ABCdario / Morena ¿Cómo andamos?

Por Víctor Octavio García

Lo que ocurrió este martes en el Congreso del Estado en medio de actos golpistas y mordidas entre diputadas y diputados seducidos por la jícara y la miel (dinero), esconde lo que ni unas ni otros ven; la cada vez más remota posibilidad de que Morena se quede en 2021 con la gubernatura del estado, la mayoría de las diputaciones locales, alcaldías y el grueso de la representación federal en el congreso de la unión; los números que traen sencillamente no les da para repetir la “hombrada” de 2018 de quedarse con todo o casi todo.

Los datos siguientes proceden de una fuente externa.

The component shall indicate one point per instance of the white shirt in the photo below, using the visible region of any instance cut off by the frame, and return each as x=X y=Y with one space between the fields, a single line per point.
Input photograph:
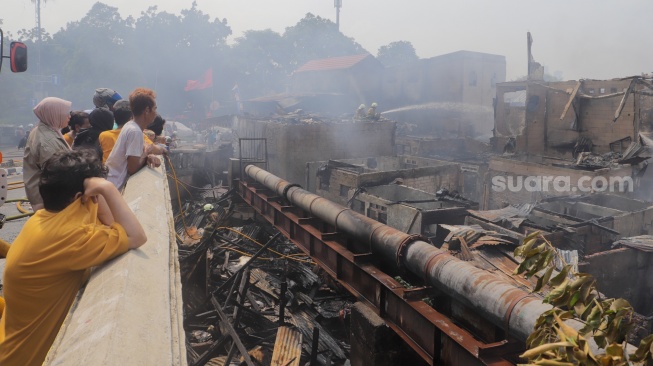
x=129 y=143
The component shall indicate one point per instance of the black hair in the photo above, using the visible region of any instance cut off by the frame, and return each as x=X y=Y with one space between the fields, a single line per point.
x=122 y=115
x=101 y=119
x=63 y=174
x=157 y=125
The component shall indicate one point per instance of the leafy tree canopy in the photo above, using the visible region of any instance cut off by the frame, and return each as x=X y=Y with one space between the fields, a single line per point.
x=397 y=53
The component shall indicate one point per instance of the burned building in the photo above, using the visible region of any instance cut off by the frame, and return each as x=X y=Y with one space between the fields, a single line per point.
x=410 y=210
x=338 y=179
x=601 y=234
x=342 y=83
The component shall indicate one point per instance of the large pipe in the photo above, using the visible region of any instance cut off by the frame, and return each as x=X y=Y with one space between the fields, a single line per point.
x=496 y=299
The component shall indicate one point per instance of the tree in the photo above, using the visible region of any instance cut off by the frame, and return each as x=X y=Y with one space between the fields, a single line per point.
x=262 y=60
x=397 y=53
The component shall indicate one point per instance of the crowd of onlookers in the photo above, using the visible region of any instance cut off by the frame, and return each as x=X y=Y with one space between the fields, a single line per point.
x=75 y=164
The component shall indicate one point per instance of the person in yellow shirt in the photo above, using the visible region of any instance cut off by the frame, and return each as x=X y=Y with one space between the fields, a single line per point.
x=85 y=222
x=78 y=121
x=122 y=114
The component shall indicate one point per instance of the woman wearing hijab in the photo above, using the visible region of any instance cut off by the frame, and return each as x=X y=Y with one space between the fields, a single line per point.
x=44 y=140
x=101 y=120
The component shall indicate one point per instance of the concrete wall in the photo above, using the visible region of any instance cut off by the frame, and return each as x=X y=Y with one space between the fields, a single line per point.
x=291 y=146
x=130 y=312
x=539 y=128
x=496 y=198
x=428 y=175
x=462 y=77
x=617 y=272
x=410 y=217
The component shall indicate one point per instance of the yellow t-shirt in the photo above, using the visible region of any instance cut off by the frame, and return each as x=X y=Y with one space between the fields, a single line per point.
x=108 y=141
x=69 y=138
x=44 y=270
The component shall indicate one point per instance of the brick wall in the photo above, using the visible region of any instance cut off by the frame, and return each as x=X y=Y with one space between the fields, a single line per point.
x=512 y=168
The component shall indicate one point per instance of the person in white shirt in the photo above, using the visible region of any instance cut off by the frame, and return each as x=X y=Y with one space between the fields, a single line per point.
x=129 y=154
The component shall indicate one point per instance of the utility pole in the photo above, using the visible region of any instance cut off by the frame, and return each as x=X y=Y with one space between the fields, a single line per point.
x=337 y=4
x=38 y=48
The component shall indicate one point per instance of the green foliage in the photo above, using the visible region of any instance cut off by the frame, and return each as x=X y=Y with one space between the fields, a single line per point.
x=397 y=53
x=316 y=37
x=574 y=296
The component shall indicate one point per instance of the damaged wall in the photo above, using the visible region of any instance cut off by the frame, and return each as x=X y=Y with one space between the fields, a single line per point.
x=428 y=175
x=463 y=77
x=409 y=210
x=617 y=272
x=499 y=196
x=539 y=129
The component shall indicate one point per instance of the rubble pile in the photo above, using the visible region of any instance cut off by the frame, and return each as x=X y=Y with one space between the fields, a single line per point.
x=251 y=296
x=592 y=160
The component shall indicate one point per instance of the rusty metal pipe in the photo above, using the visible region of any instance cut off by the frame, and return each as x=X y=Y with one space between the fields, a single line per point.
x=498 y=300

Cada entuerto mal asistido les pega y les pega duro, siendo las alcaldías y el congreso del estado fuentes inagotables de los desencuentros internos que los exhibe ante la opinión pública como un partido o grupo político inestable, violento, corrupto, incapaz, improductivo, poco confiable e insensible perdidos en la nada; si no lo quieren ver así allá ellos; y no lo ven porque ayer se suscitó otro zafarrancho en las puertas de la dirección de finanzas de la cámara local donde sobraron mordidas y faltó sosiego, decoro y sentido común.

Karl Marx sostenía que el capitalismo tiene la tendencia de producir auges y colapsos cada vez más grandes y profundos y, a largo plazo, están destinado a destruirse a sí mismo: el capitalismo incuba, sostenía el filósofo alemán, el virus de su propia destrucción, justo lo que está ocurriendo con los morenistas y pasó con los priístas en el pasado reciente, que su destrucción provino desde adentro y de ellos mismos.

La semana pasada Manuel Cota Cárdenas me confió un dato en el que he elucubrado en las últimas elecciones como si fuese un tratadista; que la gente vota por el mono (persona) y no por el partido; según los números que trae el joven ingeniero, el 66 por ciento votará en la elección de 2021 por la persona, indistintamente del partido político que lo postule; y si las y los diputados creen que se van a reelegir o brincar a alcaldías es mejor que esperen los Santos Oleos, la gente da y la gente quita, castiga y premia según el desempeño de cada quién.

Razón por la cual el partido (Morena) hace poco menos que nada para enmendar la plana entre sus militantes y simpatizantes, salvo echarle más leña a la lumbre (fuego amigo) como se observa en el congreso del estado y en las alcaldías, pero poco les importa que en lugar de posicionarse decrezcan en el electorado ante el firme y sostenido avance del PAN que se posiciona a la par con los morenistas que fueron toda una revelación en las urnas en 2018; llama la atención cómo Acción Nacional, desde una posición marginal como oposición y con escasos márgenes de maniobra, crece y avanza frente a los errores y tropiezos de los morenistas que ni bien salen de una cuando ya caen en otra.

Su avance, como la famosa división spencer de los tanques alemanes de la II guerra mundial, es firme y sostenido en un electorado sumido entre el desencanto y la esperanza fallida, tierra fértil para sembrar nuevas semillas que produzcan concordia, paz, tranquilidad y sosiego en esta tierra que merece algo mucho mejor que los zafarranchos de Marcela Maciel, la terca actitud de Rigoberto Murillo y los actos golpistas de Ramiro Ruiz. ¡Échense ese trompo a la uña!.